Lakeview neighbors are thrilled after the water department announced a new plan to restore the water main without removing mature trees
LAKEVIEW — Dozens of trees that have been flagged for removal so the city can replace a century-old water main will be spared after authorities opted to move the pipes away from greenery.
Most of the threatened trees are along the east side of Paulina Street between Belmont and Lincoln avenues, with 19 trees originally reported along the road for removal, said Anthony Falada, general superintendent of the construction for the Department of Water Management, during a December Community Meeting. Ten other trees along School and Melrose streets were also at risk of being felled.
The trees are above pipes that were installed in 1889 and need to be replaced to avoid ruptures or leaks, officials said.
But after months of pressure from neighbors and local Ald. Matt Martin (47th) to find a way to restore the water main without disturbing the trees, the Department of Water Management has announced a plan that will save most – if not all – of the greenery.
Rather than digging up old pipes to lay new ones, the department will relocate the water main to the west side of Paulina, far enough from the sidewalk to minimize its effect on trees, Martin said.
“At this time, they are not aware of any trees that would be negatively affected by work on Paulina,” Martin said. “Of course, that could change once they open the street and see exactly where the root systems are.”
For the remaining 10 trees along School and Melrose streets, the Department of Water Management has prepared a request for proposals for a contractor who can line the sewer lines over the drains, Martin said. Pipe liner is a “no-dig” process for repairing and replacing sewer lines that involves inserting a resin-coated pipe liner tube into existing pipes to repair breaks or cracks.

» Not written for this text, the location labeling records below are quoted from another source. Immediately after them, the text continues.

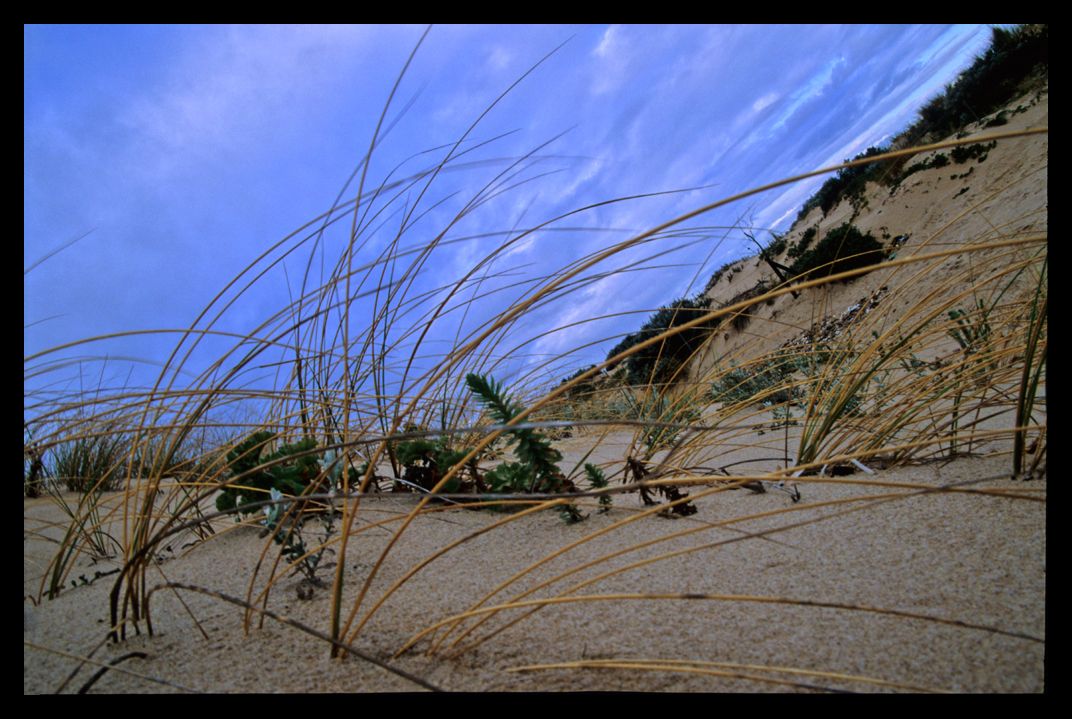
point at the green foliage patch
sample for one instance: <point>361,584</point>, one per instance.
<point>845,248</point>
<point>660,362</point>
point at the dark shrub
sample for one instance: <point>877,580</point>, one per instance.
<point>844,248</point>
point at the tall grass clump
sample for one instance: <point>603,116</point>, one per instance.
<point>377,379</point>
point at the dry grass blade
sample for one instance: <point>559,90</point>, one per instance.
<point>344,425</point>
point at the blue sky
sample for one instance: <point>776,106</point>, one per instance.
<point>179,153</point>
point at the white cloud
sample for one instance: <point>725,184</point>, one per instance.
<point>764,102</point>
<point>608,42</point>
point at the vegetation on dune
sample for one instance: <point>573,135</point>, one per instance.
<point>661,362</point>
<point>363,373</point>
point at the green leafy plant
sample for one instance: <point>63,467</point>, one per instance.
<point>289,470</point>
<point>536,469</point>
<point>598,481</point>
<point>845,248</point>
<point>90,463</point>
<point>287,523</point>
<point>660,362</point>
<point>425,463</point>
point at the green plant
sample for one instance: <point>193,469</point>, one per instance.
<point>843,249</point>
<point>536,469</point>
<point>767,382</point>
<point>598,481</point>
<point>666,418</point>
<point>801,245</point>
<point>93,463</point>
<point>288,469</point>
<point>426,462</point>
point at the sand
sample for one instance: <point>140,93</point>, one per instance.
<point>922,590</point>
<point>969,568</point>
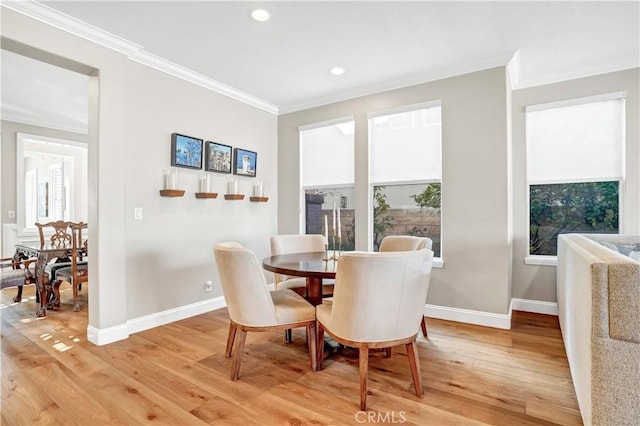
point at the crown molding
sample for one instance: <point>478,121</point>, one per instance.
<point>132,51</point>
<point>408,81</point>
<point>524,83</point>
<point>171,68</point>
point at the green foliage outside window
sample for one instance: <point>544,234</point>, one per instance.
<point>430,197</point>
<point>381,218</point>
<point>554,209</point>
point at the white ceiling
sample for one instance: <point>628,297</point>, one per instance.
<point>284,63</point>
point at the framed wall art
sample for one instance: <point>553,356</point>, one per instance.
<point>186,151</point>
<point>218,157</point>
<point>245,162</point>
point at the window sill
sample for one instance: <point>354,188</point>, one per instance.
<point>541,260</point>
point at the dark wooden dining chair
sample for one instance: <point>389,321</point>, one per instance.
<point>78,272</point>
<point>15,272</point>
<point>60,237</point>
<point>297,243</point>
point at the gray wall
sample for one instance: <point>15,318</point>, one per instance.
<point>475,191</point>
<point>142,268</point>
<point>539,282</point>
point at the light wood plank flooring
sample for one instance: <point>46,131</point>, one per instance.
<point>177,375</point>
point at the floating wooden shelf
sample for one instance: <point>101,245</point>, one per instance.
<point>259,199</point>
<point>172,192</point>
<point>234,196</point>
<point>206,195</point>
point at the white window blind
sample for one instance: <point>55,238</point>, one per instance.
<point>31,198</point>
<point>327,155</point>
<point>575,143</point>
<point>57,192</point>
<point>406,146</point>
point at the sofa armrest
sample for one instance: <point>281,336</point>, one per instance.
<point>624,301</point>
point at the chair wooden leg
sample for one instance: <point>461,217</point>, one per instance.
<point>364,370</point>
<point>423,325</point>
<point>237,357</point>
<point>76,304</point>
<point>319,345</point>
<point>311,342</point>
<point>230,339</point>
<point>414,364</point>
<point>18,297</point>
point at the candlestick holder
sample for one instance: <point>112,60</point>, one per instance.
<point>336,256</point>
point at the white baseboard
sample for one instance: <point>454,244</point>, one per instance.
<point>113,334</point>
<point>535,306</point>
<point>487,319</point>
<point>104,336</point>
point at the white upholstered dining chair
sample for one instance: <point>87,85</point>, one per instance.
<point>253,307</point>
<point>297,243</point>
<point>377,303</point>
<point>407,243</point>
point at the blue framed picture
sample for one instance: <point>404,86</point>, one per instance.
<point>245,162</point>
<point>218,157</point>
<point>186,151</point>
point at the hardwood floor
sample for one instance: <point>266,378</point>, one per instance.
<point>177,375</point>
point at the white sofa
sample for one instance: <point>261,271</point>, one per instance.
<point>599,312</point>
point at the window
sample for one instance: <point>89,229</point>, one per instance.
<point>31,197</point>
<point>51,181</point>
<point>574,169</point>
<point>406,172</point>
<point>327,179</point>
<point>57,192</point>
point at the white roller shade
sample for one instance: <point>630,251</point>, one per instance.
<point>327,155</point>
<point>575,143</point>
<point>406,146</point>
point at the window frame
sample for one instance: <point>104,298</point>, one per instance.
<point>551,260</point>
<point>438,262</point>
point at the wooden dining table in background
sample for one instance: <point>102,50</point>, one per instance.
<point>310,265</point>
<point>43,254</point>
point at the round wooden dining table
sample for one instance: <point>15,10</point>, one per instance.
<point>310,265</point>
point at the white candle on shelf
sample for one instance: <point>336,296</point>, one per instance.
<point>204,183</point>
<point>232,186</point>
<point>326,227</point>
<point>334,218</point>
<point>258,190</point>
<point>171,179</point>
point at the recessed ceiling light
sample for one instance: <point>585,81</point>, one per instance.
<point>260,15</point>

“I am very proud of how our community of Lakeview has come together and the incredible organization of neighbors to save our trees,” Martin said in an email update to his constituents. “It was invigorating to fight alongside you to keep Lakeview and the 47th Ward green.”
Neighbors who have been organizing for months to save trees from destruction celebrated the announcement and their community’s ability to come together to influence the water utility’s plans.
“We are very happy,” neighbor Rosemary Feit said. “I think we also feel justified in terms of skepticism about what we heard from the Department of Water Management in mid-December.”
At the December community meeting, Falada said the pipes could not be moved due to other utilities under street and Environmental Protection Agency regulations. But work to replace the pipes, which was scheduled to begin in mid-January, was delayed as the department worked with the city’s Underground Coordination Office to determine if the pipes could actually be moved.
Neighbor Ilya Soussa said she hopes the water department’s new plan to relocate the pipes will set a precedent that the water management department should explore all options for restoring the pipes before deciding to cut down trees.
“Hopefully this will establish a new way of thinking for these departments so that their first thought is not to come in with bulldozers,” Soussa said. “Hopefully it doesn’t take hundreds of emails to city officials and multiple news reports to affect this change in the future.”
Work to relocate the Paulina Street water main will begin on Monday, with road sawing tentatively scheduled for Wednesday, Martin said.
During construction, the area will see temporary road closures during working hours, which run from 7 a.m. to 3:30 p.m., Falada said in December.
Water service interruptions will also be required for the Water Department to make main connections and implement water service transfers, Falada said. Interruptions will last four to six hours for connections and one to two hours for service transfers, but neighbors will be notified in advance.
“It means the world will see water service continue while considering trees,” Feit said. “We did this because we feel so passionate about what trees bring to our neighborhood, and why we are residents here has a lot to do with these beautiful leaf-lined blocks. It is also a victory for the environment.
Representatives from the Department of Water Management did not immediately respond to a request for comment, but spokeswoman Megan Vidis previously said the agency was “committed to minimizing possible environmental impact to the area. surrounding area when construction is necessary”.
“This is especially true when it comes to decisions about ancient trees where we explore all available options to prevent their removal,” Vidis said.
Jake Wittich is a Report for America corps member covering Lakeview, Lincoln Park and LGBTQ communities across the city for Block Club Chicago.